A group of us from our albergue decided to go into town for an evening meal together. However as is usual everybody had different budgets and ideas of what they wanted to eat. So after walking round and round the square for about forty-five minutes perusing the various options we eventually settled on a small bar with a reasonably priced 'Peregrinos menu'. The bar owner had an extensive selection of plates on the menu which he proceeded to read out to us; Unfortunately he only knew one word of English which he emphasised very loudly between each spoken item, so the one sided conversation went something like this:
"Blah blah blah OR! blah blah blah OR! blah blah blah OR! blah blah blah OR! blah blah blah"
We were a disparate bunch of peregrinos from all over the world, luckily two of our crowd could speak fluent Spanish so we were able to make our choices of starters, mains and desserts without to much difficulty. Myself and a Lithuanian girl chose a local delicacy of white Asparagus for our starters. When it arrived it was floating in brine and was served with a dollop of mayonnaise. It had no taste and the texture was cold and slimy. The girl turned her nose up at it but me being a typically stoic (insert stupid here) Brit ate it without complaint. The rest of the meal was okay and the beer and wine was good.

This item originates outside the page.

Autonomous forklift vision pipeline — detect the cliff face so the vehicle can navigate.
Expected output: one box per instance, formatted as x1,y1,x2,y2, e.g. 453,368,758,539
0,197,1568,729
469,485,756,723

The following morning I was woken by Pablo (name changed to protect the innocent and prevent me from being sued for possible libel or slander) from Texas, returning to his bunk to collect his water bottle and stick that he had forgotten when he left an hour earlier. This was to become a recurring theme over the next few weeks, I'm surprised that he didn't finish his pilgrimage naked.

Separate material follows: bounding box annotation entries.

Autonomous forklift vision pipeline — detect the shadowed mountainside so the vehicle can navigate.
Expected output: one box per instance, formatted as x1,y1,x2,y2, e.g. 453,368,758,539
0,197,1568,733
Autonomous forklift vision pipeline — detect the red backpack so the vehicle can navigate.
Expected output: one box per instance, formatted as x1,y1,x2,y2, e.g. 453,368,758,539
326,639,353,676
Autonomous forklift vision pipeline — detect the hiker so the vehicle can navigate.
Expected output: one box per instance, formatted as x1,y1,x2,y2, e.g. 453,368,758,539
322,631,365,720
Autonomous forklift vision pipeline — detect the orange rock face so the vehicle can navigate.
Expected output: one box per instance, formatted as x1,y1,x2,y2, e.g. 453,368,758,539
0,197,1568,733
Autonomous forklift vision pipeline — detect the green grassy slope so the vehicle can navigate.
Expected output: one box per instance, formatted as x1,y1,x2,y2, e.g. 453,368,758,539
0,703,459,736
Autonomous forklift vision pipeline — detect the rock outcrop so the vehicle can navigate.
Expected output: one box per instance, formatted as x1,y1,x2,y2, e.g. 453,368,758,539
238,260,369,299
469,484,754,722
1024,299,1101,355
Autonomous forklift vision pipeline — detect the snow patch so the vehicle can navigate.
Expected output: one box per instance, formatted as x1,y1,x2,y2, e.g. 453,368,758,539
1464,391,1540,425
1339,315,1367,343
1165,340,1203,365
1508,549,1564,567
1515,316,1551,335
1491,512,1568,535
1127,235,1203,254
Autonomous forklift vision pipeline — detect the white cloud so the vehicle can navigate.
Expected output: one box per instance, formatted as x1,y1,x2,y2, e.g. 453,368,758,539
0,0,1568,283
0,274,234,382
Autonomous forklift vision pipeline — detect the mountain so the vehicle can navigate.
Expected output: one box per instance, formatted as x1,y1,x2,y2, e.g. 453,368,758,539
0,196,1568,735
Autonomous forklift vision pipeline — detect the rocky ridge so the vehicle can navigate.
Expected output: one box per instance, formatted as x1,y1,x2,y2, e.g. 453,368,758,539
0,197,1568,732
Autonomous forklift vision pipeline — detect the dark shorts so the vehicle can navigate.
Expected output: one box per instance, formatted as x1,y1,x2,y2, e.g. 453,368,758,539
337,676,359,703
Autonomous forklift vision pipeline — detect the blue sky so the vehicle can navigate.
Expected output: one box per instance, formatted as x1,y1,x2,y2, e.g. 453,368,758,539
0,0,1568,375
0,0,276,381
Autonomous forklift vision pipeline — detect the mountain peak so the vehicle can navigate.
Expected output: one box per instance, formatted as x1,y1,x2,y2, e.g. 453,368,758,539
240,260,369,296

It was a sunny morning as I walked out of Estella alone, I was feeling tired and my boots and pack felt like they weighed a ton. On the outskirts of the town is the 'Bodegas Irache' with it's famous wine fountain which the owners generously provided to fortify pilgrims. When I arrived there was a large crowd of peregrinos crowded around the fountain which is another one of the iconic sites along the camino (That's the fountain, not the crowds of peregrinos). So I took my place in line ready to partake of the free wine, even though the sun wasn't quite over the yardarm. I really needed fortifying this morning, but I was to be sorely disappointed as there was no free flowing wine. The 'Fuente del Vino' was dry, it was lucky that Mrs C wasn't here as there could have been a very serious Diplomatic incident indeed.

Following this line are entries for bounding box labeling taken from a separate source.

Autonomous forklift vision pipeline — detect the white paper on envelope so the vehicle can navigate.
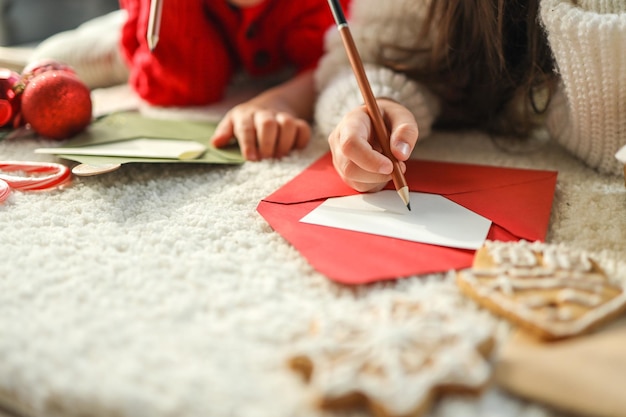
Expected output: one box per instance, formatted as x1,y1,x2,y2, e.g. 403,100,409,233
300,190,491,249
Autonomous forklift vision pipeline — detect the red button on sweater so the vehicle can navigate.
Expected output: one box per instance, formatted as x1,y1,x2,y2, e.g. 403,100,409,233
120,0,349,106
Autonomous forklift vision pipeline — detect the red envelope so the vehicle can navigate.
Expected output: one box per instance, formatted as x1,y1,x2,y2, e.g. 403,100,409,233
257,153,557,284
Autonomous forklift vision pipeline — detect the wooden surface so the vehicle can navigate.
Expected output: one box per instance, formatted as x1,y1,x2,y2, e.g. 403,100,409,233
495,320,626,417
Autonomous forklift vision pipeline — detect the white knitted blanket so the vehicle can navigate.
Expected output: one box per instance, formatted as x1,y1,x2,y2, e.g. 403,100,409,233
0,88,626,417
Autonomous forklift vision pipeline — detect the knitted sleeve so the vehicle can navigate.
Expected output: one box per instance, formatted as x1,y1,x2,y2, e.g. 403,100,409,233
315,0,439,138
541,0,626,174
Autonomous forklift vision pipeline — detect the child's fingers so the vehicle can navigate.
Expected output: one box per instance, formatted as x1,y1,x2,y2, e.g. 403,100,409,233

We were a very sad bunch of peregrinos as we set off walking again, it was hot, we were all sober and we had to walk up a steep hill alongside of a main road. Things soon changed though as I met another of the Camino Angels in the guise of an old man who was walking his dog. He pointed out an alternative route away from the main road which led me along a footpath through a beautifully shaded forest of oak and pine. I walked the last few kilometres to Los Arcos in open country amongst bright red poppies accompanied by the smell of wild thyme and the constant sound of cuckoos in the background. It turned out to be another glorious day after all.
I booked into a small private albergue close to the main square with Henry (again name changed to protect the innocent etc) another Texan who I met on day one outside of St Jean. The owner said that he was very particular about who he admitted as he didn't want to upset the neighbours; He couldn't have been that particular though because he let me in. There was an elderly American couple in our dormitory, so I introduced myself, they replied in the usual fashion "You're from Australia aren't you"? That is the third time that I've been told that I'm from Oz and it's only day six. I think that I need a large cold beer!